Three senior appeal judges ruled that the judge who granted Steven Vickers an injunction - banning his mother from interfering with his right to live his own life - had no power to do so.
They said the injunction, with its threat of penal sanction against Mrs Marjorie Vickers, would only make matters worse because it had "the potential effect of destroying family relationships".
Members of the family would have to work out their "tragic" problems among themselves because the courts could not intervene, said Sir Stephen Brown, President of the High Court Family Division.
Mrs Vickers, 55, backed by her husband, Peter, 56, had challenged a High Court decision by Mr Justice Johnson last June that her intense devotion gave rise to "a real risk of infringement" of their adopted son's freedom.

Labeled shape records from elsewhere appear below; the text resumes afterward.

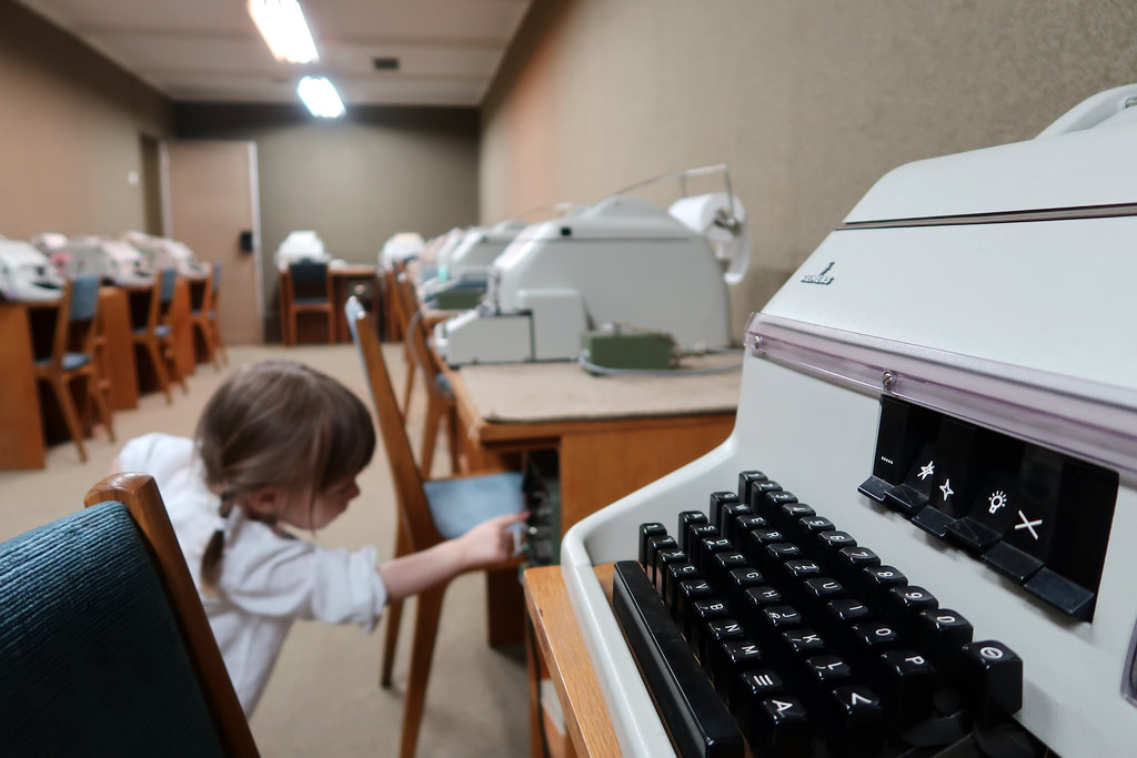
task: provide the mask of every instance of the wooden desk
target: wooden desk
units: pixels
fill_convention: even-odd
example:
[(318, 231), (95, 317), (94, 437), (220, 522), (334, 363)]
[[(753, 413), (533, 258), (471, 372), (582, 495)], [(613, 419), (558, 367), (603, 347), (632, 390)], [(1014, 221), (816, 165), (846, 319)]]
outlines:
[[(612, 564), (598, 566), (596, 570), (611, 595)], [(530, 674), (530, 755), (533, 758), (545, 755), (541, 740), (543, 719), (543, 734), (550, 758), (620, 756), (616, 734), (573, 615), (561, 567), (530, 568), (524, 574), (524, 584), (528, 632), (534, 643), (526, 648)], [(538, 672), (541, 678), (551, 681), (556, 690), (564, 714), (564, 741), (557, 741), (556, 731), (550, 728), (546, 719), (537, 684)]]
[[(691, 368), (736, 356), (684, 361)], [(448, 369), (465, 430), (470, 470), (500, 468), (508, 455), (559, 456), (562, 533), (725, 440), (741, 372), (700, 376), (592, 376), (574, 363)]]
[(0, 302), (0, 469), (43, 468), (43, 424), (24, 303)]
[[(351, 295), (352, 284), (355, 283), (366, 283), (372, 292), (371, 303), (364, 303), (368, 307), (368, 314), (372, 318), (376, 319), (376, 333), (381, 333), (379, 330), (379, 314), (381, 313), (380, 303), (382, 301), (382, 288), (379, 282), (379, 272), (374, 266), (356, 264), (350, 266), (339, 266), (335, 268), (327, 268), (327, 278), (331, 285), (331, 297), (332, 297), (332, 318), (335, 320), (335, 341), (337, 342), (350, 342), (351, 333), (348, 330), (347, 317), (343, 315), (343, 303), (348, 301)], [(277, 270), (276, 280), (276, 295), (280, 301), (281, 311), (281, 342), (284, 344), (290, 344), (292, 340), (290, 339), (290, 330), (292, 328), (291, 319), (289, 314), (292, 310), (292, 302), (290, 300), (290, 293), (292, 288), (289, 286), (289, 270), (288, 268), (282, 268)], [(323, 340), (321, 340), (322, 342)]]

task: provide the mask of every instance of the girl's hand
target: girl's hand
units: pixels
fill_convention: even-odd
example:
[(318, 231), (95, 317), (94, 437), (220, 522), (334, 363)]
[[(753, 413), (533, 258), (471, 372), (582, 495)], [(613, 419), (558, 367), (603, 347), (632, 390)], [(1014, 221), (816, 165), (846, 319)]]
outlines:
[(464, 563), (467, 568), (498, 564), (516, 555), (516, 530), (509, 527), (520, 524), (529, 516), (528, 510), (518, 514), (498, 516), (482, 522), (463, 534), (458, 540), (463, 543)]

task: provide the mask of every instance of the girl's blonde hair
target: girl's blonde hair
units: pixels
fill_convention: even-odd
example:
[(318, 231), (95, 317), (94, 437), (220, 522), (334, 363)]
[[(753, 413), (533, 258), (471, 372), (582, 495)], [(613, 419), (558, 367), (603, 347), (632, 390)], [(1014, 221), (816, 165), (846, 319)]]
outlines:
[[(340, 382), (292, 360), (240, 368), (214, 392), (198, 420), (198, 453), (206, 484), (222, 495), (227, 518), (234, 500), (266, 486), (317, 494), (355, 477), (375, 451), (367, 407)], [(224, 533), (201, 559), (207, 592), (221, 576)]]

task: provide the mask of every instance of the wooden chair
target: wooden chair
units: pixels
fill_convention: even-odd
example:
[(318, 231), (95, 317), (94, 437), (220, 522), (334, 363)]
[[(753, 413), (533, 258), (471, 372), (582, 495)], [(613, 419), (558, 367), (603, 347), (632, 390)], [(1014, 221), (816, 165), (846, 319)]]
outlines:
[(153, 285), (149, 294), (146, 323), (136, 324), (131, 334), (134, 344), (141, 348), (142, 355), (149, 359), (155, 376), (158, 377), (158, 386), (166, 395), (167, 403), (174, 401), (169, 394), (171, 378), (182, 385), (183, 392), (186, 394), (190, 392), (185, 377), (177, 369), (177, 360), (174, 356), (174, 330), (169, 323), (169, 308), (174, 302), (174, 288), (176, 285), (176, 269), (164, 268), (158, 272), (153, 277)]
[[(99, 278), (93, 275), (77, 276), (64, 285), (63, 298), (56, 314), (51, 340), (51, 355), (35, 361), (35, 377), (51, 388), (59, 403), (67, 432), (78, 448), (80, 460), (86, 460), (83, 445), (83, 423), (72, 384), (83, 380), (86, 395), (94, 403), (99, 419), (107, 427), (107, 435), (115, 439), (110, 405), (102, 391), (101, 375), (96, 364), (96, 332), (99, 308)], [(72, 345), (77, 347), (72, 352)]]
[(297, 316), (300, 314), (323, 314), (327, 319), (327, 342), (335, 343), (335, 318), (332, 311), (332, 283), (327, 276), (327, 264), (301, 260), (289, 264), (285, 285), (289, 291), (289, 343), (297, 343)]
[(201, 335), (201, 342), (206, 345), (206, 353), (209, 363), (216, 370), (221, 370), (222, 360), (229, 363), (229, 355), (225, 351), (225, 342), (221, 339), (221, 328), (217, 326), (217, 298), (221, 293), (221, 264), (209, 264), (209, 276), (206, 278), (201, 291), (201, 302), (198, 308), (190, 310), (190, 327), (197, 330)]
[(402, 335), (402, 358), (407, 364), (407, 378), (402, 388), (402, 413), (407, 415), (410, 413), (410, 392), (415, 386), (415, 370), (418, 365), (412, 349), (408, 327), (410, 317), (418, 313), (418, 295), (415, 294), (415, 283), (410, 280), (410, 274), (407, 273), (402, 261), (396, 263), (395, 301), (398, 308), (399, 334)]
[(459, 469), (458, 405), (455, 402), (454, 390), (450, 389), (450, 383), (447, 381), (442, 361), (430, 347), (430, 331), (423, 311), (415, 311), (410, 316), (404, 339), (410, 347), (412, 363), (422, 369), (423, 381), (426, 384), (426, 422), (423, 428), (423, 447), (422, 455), (418, 457), (418, 467), (426, 476), (430, 476), (434, 464), (434, 445), (438, 442), (438, 433), (445, 425), (447, 444), (450, 449), (450, 473), (457, 474)]
[[(391, 477), (395, 481), (398, 507), (395, 555), (398, 557), (417, 552), (443, 540), (460, 536), (495, 516), (521, 511), (524, 508), (522, 477), (516, 472), (423, 480), (415, 465), (410, 441), (404, 428), (402, 414), (396, 400), (390, 374), (387, 372), (387, 363), (375, 327), (355, 298), (348, 299), (345, 315), (351, 339), (359, 349), (364, 374), (375, 403), (383, 445), (387, 449), (388, 464), (391, 467)], [(520, 559), (514, 559), (485, 566), (482, 570), (516, 570), (518, 565)], [(399, 748), (401, 758), (410, 758), (418, 741), (418, 726), (426, 699), (426, 682), (442, 610), (442, 595), (448, 583), (445, 582), (418, 595), (410, 670), (402, 711), (402, 738)], [(401, 614), (401, 602), (390, 603), (380, 673), (382, 686), (391, 684), (391, 668), (395, 663)]]
[(257, 756), (153, 480), (0, 544), (0, 723), (20, 756)]

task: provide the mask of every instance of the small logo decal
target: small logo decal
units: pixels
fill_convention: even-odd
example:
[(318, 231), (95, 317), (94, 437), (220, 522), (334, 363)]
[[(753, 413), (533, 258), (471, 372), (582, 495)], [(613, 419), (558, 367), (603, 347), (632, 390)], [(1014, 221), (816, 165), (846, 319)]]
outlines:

Steven, who suffers from cerebral palsy, spastic quadriplegia and speech and learning difficulties, won the unique court order against his mother after complaining that she was so over-protective that she was stifling his development and his desire to live at a special home and school where he had companionship, stimulation and education.
Mr and Mrs Vickers, who live in the Liversedge area of Huddersfield, West Yorkshire, married in 1959. They had a child of their own in 1975, but the child died after only a few months, as a result of a disability not diagnosed or treated properly. They then adopted Steven. Their joy was shattered when Steven, at about a year old, was diagnosed as having cerebral palsy. Kirklees District Council, the local authority in the area where they live, became involved in 1985, not because there was any question of ill-treatment or neglect, but because of the mother's fiercely over-protective attitude.
Mr Justice Johnson said last year that problems became increasingly intense, with Mrs Vickers resenting attempts by professionals to advise and help both her and Steven.
She exercised increasingly close and intimate control of his life and felt that her experience of him qualified her exclusively to make decisions for him and about him.
Sir Stephen Brown, sitting with Lord Justices Waite and Morritt, said that nobody doubted the parents' love and devotion. Under dreadful pressure, they had done everything to make Steven's life bearable.
But Mrs Vickers had in the past found it difficult to surrender his care to others and at one time she frustrated his attendance at the school - one of only four of its kind in the country - where he was a weekly boarder.
The High Court judge had ruled that Steven had a common law right to live where he liked and choose with whom he associated - and that his mother should not interfere with that right. However, Sir Stephen said the ruling was outside the judge's powers because there was no actual legal dispute between Steven and his parents.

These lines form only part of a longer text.